Harga Minyak Dunia Turun Lagi

Perkembangan harga minyak dunia (global) turun (Source Oliprice.com)

KBRN, Jakarta : Pekembangan harga minyak mentah (Crude Oil) dunia atau global dilaporkan kembali mengalami penurunan hingga 5 persen hari ini, Jumat (22/5/2020). Harga minyak per hari ini adalah sebesar 34 Dolar Amerika (USD) per barel .

Menurut Reuters, penurunan harga minyak dunia salah satunya karena dipicu adanya ketegangan yang semakin meningkat antara Pemerintah Amerika Serikat dengan Pemerintah Republik Rakyat Tiongkok (RRT). 

Penurunan harga minyak itu juga dipengaruhi adanya keraguan yang muncul terkait pertumbuhan pemulihan permintaan pasokan minyak akibat terdampak wabah pandemi global Coronavirus (Covid-19).

Sementara itu, Pemerintah Tiongkok dilaporkan akan segera memberlakukan Undang-Undabg (UU) keamanan nasional baru di Hong Kong.
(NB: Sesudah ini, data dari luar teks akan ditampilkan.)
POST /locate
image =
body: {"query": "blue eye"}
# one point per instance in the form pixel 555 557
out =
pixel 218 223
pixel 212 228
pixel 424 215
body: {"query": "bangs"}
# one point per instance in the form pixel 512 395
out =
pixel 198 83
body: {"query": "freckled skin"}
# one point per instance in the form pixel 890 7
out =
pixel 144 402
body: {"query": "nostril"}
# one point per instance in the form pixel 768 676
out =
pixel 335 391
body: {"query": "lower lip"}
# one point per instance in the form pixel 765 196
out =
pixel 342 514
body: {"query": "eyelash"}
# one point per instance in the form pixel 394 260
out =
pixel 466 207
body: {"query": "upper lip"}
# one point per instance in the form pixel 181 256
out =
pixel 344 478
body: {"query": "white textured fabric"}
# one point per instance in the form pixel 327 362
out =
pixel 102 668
Penerapan aturan ini membuat Presiden AS Donald Trump kembali memperingatkan Tiongkok agar tidak bersikap berlebihan terhadap Hong Kong. 

Sedangkan disisi lain, Pemerintah Tiongkok juga gagal menetapkan target pertumbuhan ekonominya sepanjang 2020 karena akibat wabah pandemi Covid-19.
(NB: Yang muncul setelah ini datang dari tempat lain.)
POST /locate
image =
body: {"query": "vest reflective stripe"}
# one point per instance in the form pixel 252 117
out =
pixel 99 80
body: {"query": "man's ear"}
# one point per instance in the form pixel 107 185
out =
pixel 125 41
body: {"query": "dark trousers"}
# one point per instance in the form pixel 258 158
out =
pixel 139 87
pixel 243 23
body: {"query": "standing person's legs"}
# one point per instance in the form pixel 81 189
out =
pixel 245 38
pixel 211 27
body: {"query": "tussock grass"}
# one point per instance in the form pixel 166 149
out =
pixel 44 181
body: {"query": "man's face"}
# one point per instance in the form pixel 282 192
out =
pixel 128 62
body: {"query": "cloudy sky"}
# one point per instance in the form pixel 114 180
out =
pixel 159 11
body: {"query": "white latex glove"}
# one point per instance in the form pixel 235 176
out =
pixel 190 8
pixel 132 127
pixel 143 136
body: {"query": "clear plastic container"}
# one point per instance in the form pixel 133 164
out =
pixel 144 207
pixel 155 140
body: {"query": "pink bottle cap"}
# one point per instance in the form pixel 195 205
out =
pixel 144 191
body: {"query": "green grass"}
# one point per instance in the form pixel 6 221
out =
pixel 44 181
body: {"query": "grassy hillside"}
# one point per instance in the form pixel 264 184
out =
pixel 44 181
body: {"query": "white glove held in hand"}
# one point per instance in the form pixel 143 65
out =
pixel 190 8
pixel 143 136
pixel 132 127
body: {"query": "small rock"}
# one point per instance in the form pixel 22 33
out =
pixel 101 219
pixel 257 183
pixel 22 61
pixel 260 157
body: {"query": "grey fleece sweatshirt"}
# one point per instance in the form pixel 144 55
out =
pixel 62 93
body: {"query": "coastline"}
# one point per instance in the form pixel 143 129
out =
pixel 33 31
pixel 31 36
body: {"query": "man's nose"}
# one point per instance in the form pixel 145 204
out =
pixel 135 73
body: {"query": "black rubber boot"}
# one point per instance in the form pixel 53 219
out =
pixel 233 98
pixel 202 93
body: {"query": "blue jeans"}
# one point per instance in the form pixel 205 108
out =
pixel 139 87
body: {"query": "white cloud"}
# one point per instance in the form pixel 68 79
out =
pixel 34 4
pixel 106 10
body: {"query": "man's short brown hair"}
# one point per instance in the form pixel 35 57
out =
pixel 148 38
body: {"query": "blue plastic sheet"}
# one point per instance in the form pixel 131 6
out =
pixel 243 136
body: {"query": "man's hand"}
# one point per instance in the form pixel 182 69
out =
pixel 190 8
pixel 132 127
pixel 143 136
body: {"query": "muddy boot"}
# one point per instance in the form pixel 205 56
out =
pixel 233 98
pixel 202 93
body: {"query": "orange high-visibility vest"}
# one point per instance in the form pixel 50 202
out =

“Minyak mentah Brent turun 1,72 USD per barel atau 4,8 persen menjadi 34,34 USD per barel hingga pukul 11:50 GMT. Setelah  turun menjadi 33,54 USD per barrel Minyak mentah West Texas Intermediate (WTI) turun lagi 1,94 USD per barel atau 5,76 persen menjadi 31,98 USD per barel,” demikian seperti dilansir Reuters, Jumat (22/5/2020). 
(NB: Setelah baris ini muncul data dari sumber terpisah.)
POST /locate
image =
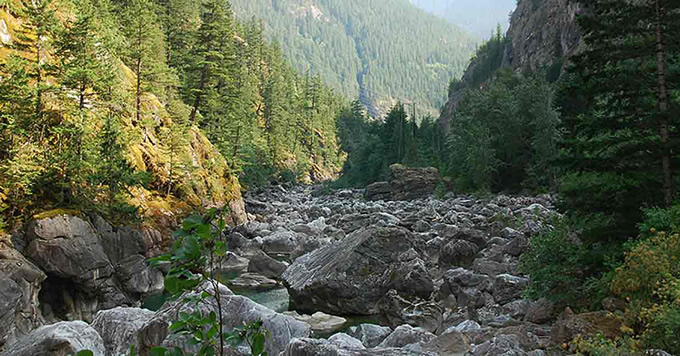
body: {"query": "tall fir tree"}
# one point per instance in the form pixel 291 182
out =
pixel 619 153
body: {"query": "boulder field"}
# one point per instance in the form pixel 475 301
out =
pixel 437 276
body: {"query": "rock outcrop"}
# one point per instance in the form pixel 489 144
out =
pixel 237 311
pixel 352 275
pixel 404 184
pixel 65 338
pixel 89 266
pixel 119 327
pixel 20 282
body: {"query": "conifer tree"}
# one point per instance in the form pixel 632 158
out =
pixel 209 71
pixel 145 49
pixel 619 155
pixel 35 37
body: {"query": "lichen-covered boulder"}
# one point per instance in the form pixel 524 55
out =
pixel 20 283
pixel 61 339
pixel 352 275
pixel 236 310
pixel 118 328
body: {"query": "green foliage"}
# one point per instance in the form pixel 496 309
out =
pixel 379 51
pixel 614 107
pixel 660 219
pixel 199 245
pixel 504 136
pixel 372 146
pixel 554 262
pixel 649 279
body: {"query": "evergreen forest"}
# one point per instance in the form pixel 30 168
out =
pixel 339 177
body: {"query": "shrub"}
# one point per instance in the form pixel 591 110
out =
pixel 565 270
pixel 554 263
pixel 660 219
pixel 649 280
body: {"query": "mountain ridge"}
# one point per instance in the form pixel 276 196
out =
pixel 379 51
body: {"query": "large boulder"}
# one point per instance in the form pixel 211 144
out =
pixel 406 335
pixel 405 184
pixel 118 328
pixel 61 339
pixel 352 275
pixel 587 324
pixel 458 253
pixel 508 288
pixel 370 334
pixel 399 311
pixel 263 264
pixel 322 347
pixel 89 265
pixel 19 287
pixel 69 247
pixel 237 310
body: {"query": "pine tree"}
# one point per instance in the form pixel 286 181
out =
pixel 211 65
pixel 619 155
pixel 35 37
pixel 145 50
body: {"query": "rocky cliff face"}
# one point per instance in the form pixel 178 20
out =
pixel 543 34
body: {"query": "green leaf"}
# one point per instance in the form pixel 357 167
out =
pixel 192 249
pixel 258 345
pixel 213 331
pixel 159 351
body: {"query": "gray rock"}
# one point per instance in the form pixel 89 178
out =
pixel 491 268
pixel 135 276
pixel 236 309
pixel 68 246
pixel 468 325
pixel 508 288
pixel 398 311
pixel 517 309
pixel 540 311
pixel 517 246
pixel 352 275
pixel 471 235
pixel 421 226
pixel 320 322
pixel 449 343
pixel 262 264
pixel 233 263
pixel 252 281
pixel 321 347
pixel 502 345
pixel 280 242
pixel 370 334
pixel 20 282
pixel 118 328
pixel 345 341
pixel 60 339
pixel 405 335
pixel 458 253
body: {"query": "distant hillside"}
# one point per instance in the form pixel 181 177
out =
pixel 379 50
pixel 477 16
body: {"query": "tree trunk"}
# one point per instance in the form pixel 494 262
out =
pixel 197 99
pixel 662 92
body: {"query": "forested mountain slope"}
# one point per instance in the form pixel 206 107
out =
pixel 141 106
pixel 477 16
pixel 381 51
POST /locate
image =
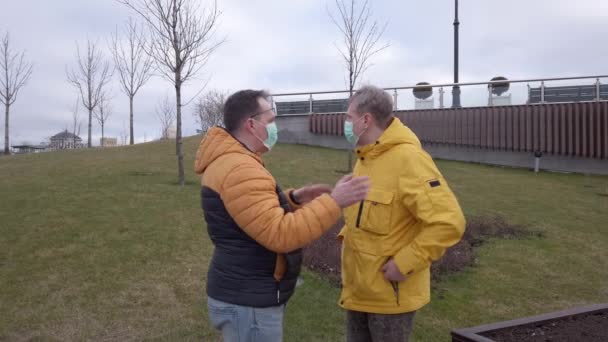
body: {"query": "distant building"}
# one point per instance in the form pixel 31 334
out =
pixel 65 140
pixel 108 142
pixel 21 149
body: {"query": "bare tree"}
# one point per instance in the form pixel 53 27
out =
pixel 124 135
pixel 15 72
pixel 165 111
pixel 360 41
pixel 209 110
pixel 134 65
pixel 76 122
pixel 181 43
pixel 102 113
pixel 90 77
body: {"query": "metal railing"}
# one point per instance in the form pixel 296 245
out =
pixel 441 90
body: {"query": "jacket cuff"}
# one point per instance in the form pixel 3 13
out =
pixel 409 262
pixel 290 198
pixel 342 234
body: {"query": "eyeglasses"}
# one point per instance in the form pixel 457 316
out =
pixel 264 111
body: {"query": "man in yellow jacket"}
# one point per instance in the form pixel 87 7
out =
pixel 408 220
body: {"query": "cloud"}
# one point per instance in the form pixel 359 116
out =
pixel 288 46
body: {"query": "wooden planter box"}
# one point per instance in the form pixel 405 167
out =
pixel 587 324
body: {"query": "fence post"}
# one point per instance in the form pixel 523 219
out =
pixel 310 104
pixel 395 97
pixel 542 92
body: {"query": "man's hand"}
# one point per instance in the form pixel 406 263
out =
pixel 350 190
pixel 308 193
pixel 391 271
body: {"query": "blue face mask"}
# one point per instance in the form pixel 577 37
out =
pixel 349 132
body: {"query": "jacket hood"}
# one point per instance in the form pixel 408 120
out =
pixel 218 142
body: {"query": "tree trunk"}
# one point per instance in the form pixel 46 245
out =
pixel 350 152
pixel 178 133
pixel 132 140
pixel 89 144
pixel 6 147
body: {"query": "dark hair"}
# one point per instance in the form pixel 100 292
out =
pixel 374 100
pixel 240 106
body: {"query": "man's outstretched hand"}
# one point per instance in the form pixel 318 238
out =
pixel 310 192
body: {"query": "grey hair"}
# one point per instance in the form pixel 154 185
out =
pixel 374 100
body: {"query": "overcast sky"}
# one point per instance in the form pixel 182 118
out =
pixel 289 46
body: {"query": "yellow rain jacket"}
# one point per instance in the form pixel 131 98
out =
pixel 410 215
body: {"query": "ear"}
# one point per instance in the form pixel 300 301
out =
pixel 250 125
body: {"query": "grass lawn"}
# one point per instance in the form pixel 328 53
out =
pixel 102 245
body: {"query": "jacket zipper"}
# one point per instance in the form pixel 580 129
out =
pixel 359 214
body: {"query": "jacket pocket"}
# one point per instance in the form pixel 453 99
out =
pixel 376 212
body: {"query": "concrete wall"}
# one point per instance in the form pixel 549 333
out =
pixel 294 129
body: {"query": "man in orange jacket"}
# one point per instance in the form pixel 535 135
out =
pixel 408 219
pixel 258 229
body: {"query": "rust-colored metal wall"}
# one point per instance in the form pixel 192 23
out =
pixel 572 129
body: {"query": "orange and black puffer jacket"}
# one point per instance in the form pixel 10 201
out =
pixel 257 229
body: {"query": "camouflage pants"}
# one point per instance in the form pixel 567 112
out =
pixel 369 327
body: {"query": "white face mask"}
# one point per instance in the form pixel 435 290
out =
pixel 349 132
pixel 272 132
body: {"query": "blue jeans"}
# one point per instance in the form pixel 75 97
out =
pixel 246 324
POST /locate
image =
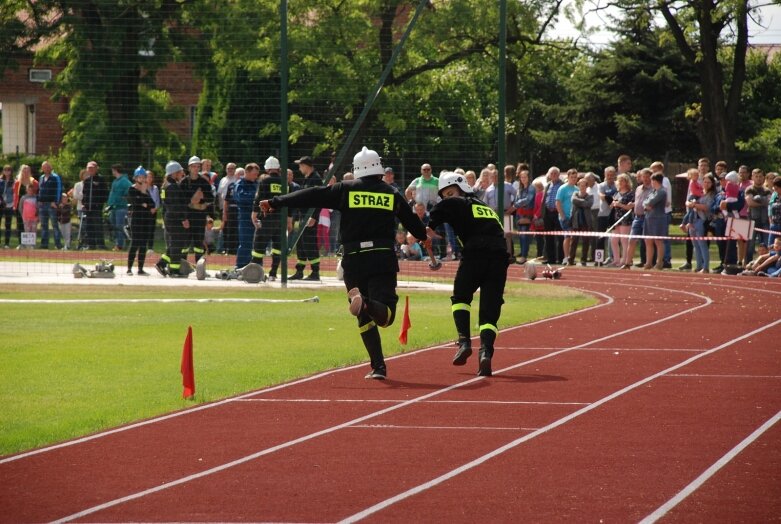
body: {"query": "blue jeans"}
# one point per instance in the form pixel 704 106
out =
pixel 700 246
pixel 668 256
pixel 118 221
pixel 46 212
pixel 525 240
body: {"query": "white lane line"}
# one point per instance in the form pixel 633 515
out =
pixel 161 487
pixel 608 301
pixel 665 508
pixel 393 401
pixel 394 426
pixel 681 350
pixel 701 375
pixel 511 445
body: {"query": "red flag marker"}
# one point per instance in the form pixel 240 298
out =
pixel 188 373
pixel 405 323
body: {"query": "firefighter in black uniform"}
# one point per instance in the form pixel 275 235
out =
pixel 483 265
pixel 175 206
pixel 306 249
pixel 369 208
pixel 199 193
pixel 267 229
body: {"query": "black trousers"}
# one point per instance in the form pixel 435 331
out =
pixel 554 247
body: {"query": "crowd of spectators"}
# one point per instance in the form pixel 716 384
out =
pixel 613 218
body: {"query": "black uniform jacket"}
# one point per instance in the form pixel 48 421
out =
pixel 369 208
pixel 477 226
pixel 175 202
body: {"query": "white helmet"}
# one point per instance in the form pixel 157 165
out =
pixel 173 167
pixel 450 178
pixel 367 163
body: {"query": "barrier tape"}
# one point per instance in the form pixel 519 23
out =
pixel 619 235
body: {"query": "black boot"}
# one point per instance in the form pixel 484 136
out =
pixel 463 353
pixel 299 274
pixel 315 274
pixel 484 369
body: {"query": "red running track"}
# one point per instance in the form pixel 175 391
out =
pixel 660 403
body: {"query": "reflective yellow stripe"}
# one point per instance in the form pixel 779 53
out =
pixel 366 327
pixel 389 314
pixel 479 211
pixel 366 199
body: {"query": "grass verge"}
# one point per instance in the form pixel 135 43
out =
pixel 67 370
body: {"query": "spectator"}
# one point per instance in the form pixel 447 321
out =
pixel 693 194
pixel 622 203
pixel 524 204
pixel 23 179
pixel 592 182
pixel 29 206
pixel 411 250
pixel 306 250
pixel 564 210
pixel 641 194
pixel 229 212
pixel 605 191
pixel 423 188
pixel 76 194
pixel 702 208
pixel 7 201
pixel 49 193
pixel 757 201
pixel 538 224
pixel 581 220
pixel 154 192
pixel 774 212
pixel 554 251
pixel 142 213
pixel 64 213
pixel 658 167
pixel 655 223
pixel 249 223
pixel 117 204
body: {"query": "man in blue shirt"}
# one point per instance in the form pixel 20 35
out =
pixel 49 194
pixel 564 208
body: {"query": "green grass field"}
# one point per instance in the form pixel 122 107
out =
pixel 68 370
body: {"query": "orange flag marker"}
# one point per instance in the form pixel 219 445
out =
pixel 188 373
pixel 405 323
Stephen Brennock, broker dari PVM menjelaskan harga minyak dunia hari ini juga karena dampak perseteruan AS-Tiongkok.

“Investor sekali lagi harus bersaing dengan perang kata-kata (ketegangan) yang intensif antara AS dan China (Tiongkok)," kata Brennock.

“Coronavirus (Ciovid-19)  telah membatalkan satu dekade pertumbuhan permintaan minyak global dan pemulihan akan melambat," sambung Brennock.

Harga minyak anjlok atau merosot tajam sejak awal  2020. Itu ditandai dengan kenaikan harga minyak Brent yang mencapai level terendah dalam 21 tahun terakhir di bawah 16 USD per barel, pada April 2020. Sedangkan, harga minyak mentah AS juga sempat jatuh di bawah angka USD 0 (nol). 

Dengan meningkatnya penggunaan bahan bakar dan pengurangan pasokan, maka minyak Brent telah meningkat lebih dari dua kali lipat dan berada di jalur untuk kenaikan secara mingguan keempat berturut-turut.

“Pasar minyak belum keluar dari hutan. Kami menganggap kenaikan harga terbaru di pasar minyak menjadi berlebihan," kata Eugen Weinberg dari Commerzbank kepada Reuters.

Sementara itu, Organisasi Negara Pengekspor Minyak (OPEC) dan sekutunya yang dikenal sebagai OPEC+ telah mencapai kata sepakat untuk mengurangi kemampuan pasokan produksi minyak. Salah satu caranya adalah dengan rekor hanya dibatasi sebesar 9,7 juta barel per hari sejak 1 Mei 2020, idan itu demi mendukung stabilisasi pasar harga minyak dunia.